Google lancia un sito contro il coronavirus, ma la sua utilità è limitata

Google ha lanciato un sito web interamente dedicato al raccogliere dati autorevoli su cosa sia il coronavirus e sul come difendersene, ma la pagina delude le aspettative.

La nascita della pagina dedicata a Covid-19 è stata annunciata oggi, 21 marzo 2020, dal blog ufficiale del portale. Si tratta di una soluzione ovvia, per quanto tardiva, che Google ha deciso di proporre in risposta al crescente interesse sviluppatosi attorno al coronavirus.

Facendo riferimento ai trend di ricerca, l’azienda statunitense ha infatti registrato che, col passare dei giorni, le persone sembrano sempre più bisognose di risposte chiare e concise. Un’escalation di dubbi riconducibile al sovraccarico globale di informazioni extra-scientifiche.

 

Google trends

 

È il primo intervento significativo della divisione sanitaria di Google (health.google), ma si tratta di un debutto fiacco che sconforta soprattutto gli statunitensi. L’impegno dell’azienda nella lotta al Coronavirus era infatti già stato anticipato la settimana scorsa dal presidente USA, Donald Trump, il quale aveva millantato un servizio di tutt’altra caratura.

Secondo la versione di Trump – immediatamente smentita – l’intenzione sarebbe stata quella di pubblicare un portale sul quale evidenziare i centri medici dotati di test per Covid-19. Un proposito assolutamente nobile e che è stato testato a San Francisco da Verily, azienda consociata a Google, ma che viene frustrato dalle limitazioni del sistema sanitario.

A quasi quattro mesi dall’inizio della pandemia, il sito nasce in reazione all’estensione dell’emergenza sul suolo statunitense, ma si limita a raccogliere sotto un’unico ombrello i consigli delle autorità. Un approccio tutto sommato omologo a quello che il motore di ricerca sta già offrendo da settimane con gli SOS Alert.

 

 

In altre parole, la neonata pagina di Google non rivoluziona il modo in cui confrontarsi col virus né aiuta concretamente le infrastrutture mediche, piuttosto è, al pari del chatbot medico di Microsoft, un palliativo con cui sedare l’ansia. La mossa dell’azienda californiana evidenzia però due elementi: i limiti politici delle multinazionali e il fatto che il mondo globalizzato sia ancora capitanato dagli Usa.

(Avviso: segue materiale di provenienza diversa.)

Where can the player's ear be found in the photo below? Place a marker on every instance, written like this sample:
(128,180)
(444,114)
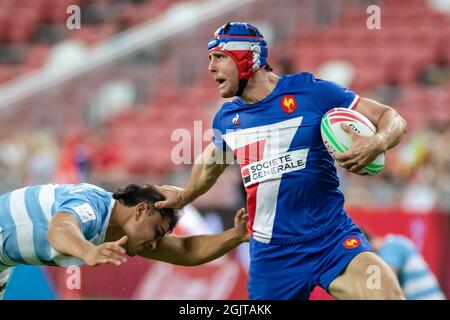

Con il progredire del neoliberismo si è consolidata infatti l’idea che alcune imprese, via la loro indiscutibile potenza economica, siano ormai libere dai condizionamenti nazionali, che il loro potere occulto sia in grado di sostituirsi ai governi occidentali. Una fobia distopica dalle tinte cyberpunk che ora, nel momento della crisi, si infrange contro l’evidenza.